Television coverage of Westminster’s Scottish Questions is not the most edifying spectacle, even when MPs are on their best behaviour.
One aspect, though, convinces me that there is a lack of respect for the proceedings in the higher echelons of the British Cabinet. It is the distasteful way parliamentary under-secretary of state for Scotland David Mundell is treated towards the end of the proceedings.
On Thursday, he began his contribution with an eloquent and tasteful tribute to those who perished in the Lockerbie disaster 25 years ago. It ended with his hurried physical departure from the front-bench and the area around the dispatch box. The reason for this is that there is clearly no room for him there.

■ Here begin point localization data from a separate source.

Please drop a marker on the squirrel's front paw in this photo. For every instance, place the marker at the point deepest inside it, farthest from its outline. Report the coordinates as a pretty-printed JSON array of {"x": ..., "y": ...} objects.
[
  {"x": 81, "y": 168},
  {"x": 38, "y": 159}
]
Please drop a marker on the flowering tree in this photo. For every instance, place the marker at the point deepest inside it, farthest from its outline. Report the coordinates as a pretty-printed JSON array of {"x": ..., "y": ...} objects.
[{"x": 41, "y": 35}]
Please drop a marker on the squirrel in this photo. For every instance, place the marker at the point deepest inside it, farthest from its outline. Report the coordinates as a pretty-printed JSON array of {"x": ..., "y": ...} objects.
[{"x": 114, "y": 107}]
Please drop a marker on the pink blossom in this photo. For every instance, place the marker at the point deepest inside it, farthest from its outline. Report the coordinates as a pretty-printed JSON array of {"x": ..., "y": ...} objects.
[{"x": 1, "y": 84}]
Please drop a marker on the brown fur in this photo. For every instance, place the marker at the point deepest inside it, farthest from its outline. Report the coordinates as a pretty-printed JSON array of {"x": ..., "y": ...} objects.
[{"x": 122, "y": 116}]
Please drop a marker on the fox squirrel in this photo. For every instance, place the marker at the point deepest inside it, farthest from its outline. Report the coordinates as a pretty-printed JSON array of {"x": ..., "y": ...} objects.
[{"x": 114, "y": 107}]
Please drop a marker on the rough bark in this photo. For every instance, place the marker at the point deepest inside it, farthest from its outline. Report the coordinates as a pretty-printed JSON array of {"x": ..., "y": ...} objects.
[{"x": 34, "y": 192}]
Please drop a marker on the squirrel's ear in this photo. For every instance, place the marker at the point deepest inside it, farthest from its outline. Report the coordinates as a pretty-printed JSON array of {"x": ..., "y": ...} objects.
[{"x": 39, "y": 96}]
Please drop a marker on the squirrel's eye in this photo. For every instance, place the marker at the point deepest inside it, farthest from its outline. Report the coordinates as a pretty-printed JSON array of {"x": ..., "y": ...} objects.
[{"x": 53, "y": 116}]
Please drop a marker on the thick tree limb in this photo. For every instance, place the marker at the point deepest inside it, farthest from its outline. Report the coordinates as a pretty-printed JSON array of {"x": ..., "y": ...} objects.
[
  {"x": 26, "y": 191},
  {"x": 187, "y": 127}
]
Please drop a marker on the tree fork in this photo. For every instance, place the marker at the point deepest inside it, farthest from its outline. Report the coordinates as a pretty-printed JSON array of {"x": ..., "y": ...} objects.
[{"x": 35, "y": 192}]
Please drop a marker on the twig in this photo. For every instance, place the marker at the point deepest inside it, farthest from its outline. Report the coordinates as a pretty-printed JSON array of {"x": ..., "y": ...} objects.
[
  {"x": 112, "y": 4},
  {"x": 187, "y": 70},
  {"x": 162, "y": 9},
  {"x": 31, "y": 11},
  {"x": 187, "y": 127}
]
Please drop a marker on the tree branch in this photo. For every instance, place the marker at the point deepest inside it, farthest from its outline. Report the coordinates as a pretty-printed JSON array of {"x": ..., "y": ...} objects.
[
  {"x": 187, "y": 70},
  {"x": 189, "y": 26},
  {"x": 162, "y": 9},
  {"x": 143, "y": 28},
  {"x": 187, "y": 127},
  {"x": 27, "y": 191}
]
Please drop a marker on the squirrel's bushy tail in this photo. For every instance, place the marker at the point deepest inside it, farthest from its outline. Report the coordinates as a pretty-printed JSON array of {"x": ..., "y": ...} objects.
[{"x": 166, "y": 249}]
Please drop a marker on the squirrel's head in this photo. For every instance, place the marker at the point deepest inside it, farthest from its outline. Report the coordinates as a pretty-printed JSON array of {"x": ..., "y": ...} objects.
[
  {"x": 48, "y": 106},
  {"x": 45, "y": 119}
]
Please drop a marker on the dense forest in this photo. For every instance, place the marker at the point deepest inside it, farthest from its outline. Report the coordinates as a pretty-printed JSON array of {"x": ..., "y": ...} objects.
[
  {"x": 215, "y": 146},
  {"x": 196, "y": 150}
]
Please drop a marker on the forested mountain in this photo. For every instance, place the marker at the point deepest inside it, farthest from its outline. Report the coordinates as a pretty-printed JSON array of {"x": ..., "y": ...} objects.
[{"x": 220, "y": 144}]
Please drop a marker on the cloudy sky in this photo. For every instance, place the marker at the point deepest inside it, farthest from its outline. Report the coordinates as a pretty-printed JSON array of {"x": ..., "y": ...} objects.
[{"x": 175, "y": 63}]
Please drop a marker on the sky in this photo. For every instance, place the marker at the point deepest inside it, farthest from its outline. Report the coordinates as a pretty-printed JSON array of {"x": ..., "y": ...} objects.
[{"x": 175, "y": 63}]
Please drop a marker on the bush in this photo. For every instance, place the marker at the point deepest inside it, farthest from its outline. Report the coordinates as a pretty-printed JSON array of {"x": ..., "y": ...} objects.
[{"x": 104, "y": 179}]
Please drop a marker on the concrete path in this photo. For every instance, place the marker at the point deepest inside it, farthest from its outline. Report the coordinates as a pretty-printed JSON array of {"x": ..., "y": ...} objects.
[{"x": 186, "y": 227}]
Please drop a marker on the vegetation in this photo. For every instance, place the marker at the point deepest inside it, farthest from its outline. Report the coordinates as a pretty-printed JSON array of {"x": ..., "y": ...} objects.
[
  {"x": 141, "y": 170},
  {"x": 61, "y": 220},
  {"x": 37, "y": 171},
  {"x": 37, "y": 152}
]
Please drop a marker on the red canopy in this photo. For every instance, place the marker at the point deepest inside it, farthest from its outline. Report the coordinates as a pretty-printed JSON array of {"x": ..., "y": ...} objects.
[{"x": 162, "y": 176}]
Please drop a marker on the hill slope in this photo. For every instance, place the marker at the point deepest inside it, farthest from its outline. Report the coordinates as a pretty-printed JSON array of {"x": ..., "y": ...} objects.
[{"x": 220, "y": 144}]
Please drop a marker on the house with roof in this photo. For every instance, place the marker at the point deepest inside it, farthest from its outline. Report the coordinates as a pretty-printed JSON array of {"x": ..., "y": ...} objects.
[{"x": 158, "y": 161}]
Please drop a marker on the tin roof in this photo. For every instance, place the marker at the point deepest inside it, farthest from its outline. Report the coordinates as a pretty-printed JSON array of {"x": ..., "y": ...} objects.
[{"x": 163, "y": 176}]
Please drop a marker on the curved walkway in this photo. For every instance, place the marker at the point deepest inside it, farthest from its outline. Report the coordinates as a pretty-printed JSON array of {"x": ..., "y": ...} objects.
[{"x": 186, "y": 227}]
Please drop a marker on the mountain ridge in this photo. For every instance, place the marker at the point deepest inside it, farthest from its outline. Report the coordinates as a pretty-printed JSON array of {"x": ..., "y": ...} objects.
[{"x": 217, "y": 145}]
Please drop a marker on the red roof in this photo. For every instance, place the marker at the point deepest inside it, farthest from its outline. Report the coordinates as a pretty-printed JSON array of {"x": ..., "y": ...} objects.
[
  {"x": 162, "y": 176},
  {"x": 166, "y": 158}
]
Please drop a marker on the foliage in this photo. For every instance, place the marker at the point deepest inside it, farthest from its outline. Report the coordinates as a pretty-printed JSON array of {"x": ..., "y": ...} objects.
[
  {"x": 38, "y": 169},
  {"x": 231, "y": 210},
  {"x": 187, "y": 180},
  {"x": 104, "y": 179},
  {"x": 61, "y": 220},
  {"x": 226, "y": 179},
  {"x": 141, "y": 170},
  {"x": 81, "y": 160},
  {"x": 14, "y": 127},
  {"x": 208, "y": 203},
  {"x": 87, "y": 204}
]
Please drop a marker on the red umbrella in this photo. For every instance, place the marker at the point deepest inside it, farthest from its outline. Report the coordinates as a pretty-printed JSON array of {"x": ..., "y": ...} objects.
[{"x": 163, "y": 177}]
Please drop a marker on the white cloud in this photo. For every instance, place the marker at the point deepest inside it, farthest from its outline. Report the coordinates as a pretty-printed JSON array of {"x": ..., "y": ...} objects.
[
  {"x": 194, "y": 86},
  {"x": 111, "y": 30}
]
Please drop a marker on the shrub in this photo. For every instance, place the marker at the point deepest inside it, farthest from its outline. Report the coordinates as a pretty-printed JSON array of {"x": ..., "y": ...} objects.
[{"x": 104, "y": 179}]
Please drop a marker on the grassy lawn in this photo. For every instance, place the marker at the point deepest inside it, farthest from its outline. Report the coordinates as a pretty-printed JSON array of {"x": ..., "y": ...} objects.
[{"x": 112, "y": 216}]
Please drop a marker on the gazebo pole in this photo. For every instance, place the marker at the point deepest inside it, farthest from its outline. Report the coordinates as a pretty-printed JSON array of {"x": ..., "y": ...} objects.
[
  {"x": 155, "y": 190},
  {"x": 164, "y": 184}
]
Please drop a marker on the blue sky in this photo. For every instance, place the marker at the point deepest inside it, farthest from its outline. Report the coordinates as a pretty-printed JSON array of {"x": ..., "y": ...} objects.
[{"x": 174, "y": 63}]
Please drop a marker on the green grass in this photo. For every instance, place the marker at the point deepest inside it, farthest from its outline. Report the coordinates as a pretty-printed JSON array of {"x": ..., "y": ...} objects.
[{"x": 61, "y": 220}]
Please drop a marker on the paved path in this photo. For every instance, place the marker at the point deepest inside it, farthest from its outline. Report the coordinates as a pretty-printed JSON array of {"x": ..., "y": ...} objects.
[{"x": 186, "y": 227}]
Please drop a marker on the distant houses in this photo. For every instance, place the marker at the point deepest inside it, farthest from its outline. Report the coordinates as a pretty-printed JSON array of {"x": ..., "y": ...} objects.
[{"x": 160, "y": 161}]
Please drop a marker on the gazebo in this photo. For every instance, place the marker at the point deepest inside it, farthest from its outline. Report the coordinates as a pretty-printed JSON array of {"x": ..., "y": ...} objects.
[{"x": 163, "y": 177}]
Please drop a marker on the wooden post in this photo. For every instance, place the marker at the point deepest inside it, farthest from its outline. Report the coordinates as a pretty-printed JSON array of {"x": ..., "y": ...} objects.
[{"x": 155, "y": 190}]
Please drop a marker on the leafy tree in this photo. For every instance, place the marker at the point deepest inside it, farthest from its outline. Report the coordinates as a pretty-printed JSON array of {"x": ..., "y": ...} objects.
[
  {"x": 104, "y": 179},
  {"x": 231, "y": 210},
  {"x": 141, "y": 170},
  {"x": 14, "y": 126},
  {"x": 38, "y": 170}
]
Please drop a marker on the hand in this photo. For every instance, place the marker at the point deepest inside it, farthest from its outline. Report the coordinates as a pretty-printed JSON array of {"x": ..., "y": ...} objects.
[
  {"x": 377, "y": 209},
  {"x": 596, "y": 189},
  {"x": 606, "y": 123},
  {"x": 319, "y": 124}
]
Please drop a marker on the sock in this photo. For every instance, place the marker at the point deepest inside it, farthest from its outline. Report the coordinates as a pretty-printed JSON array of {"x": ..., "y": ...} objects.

The Deputy Prime Minister, Nick Clegg, strolls nonchalantly into the chamber and occupies most of the space Mr Mundell usually occupies. On a number of occasions I have seen the minister forced to perch on what available space there is during that hiatus between Scottish Questions and the start of Prime Minister’s Questions.
He looks crammed in, uncomfortable, and treated almost as an inconvenient intruder. This is not a trivial point about parliamentary procedure.
It shows a lack of respect by the Cabinet for those who represent Scotland in government.
Surely those who manage these proceedings could come up with some scheme to ensure a more smooth change-over period. I don’t always agree with what Mr Mundell says but he is entitled to say it and complete his contribution to Scottish Questions in a dignified way.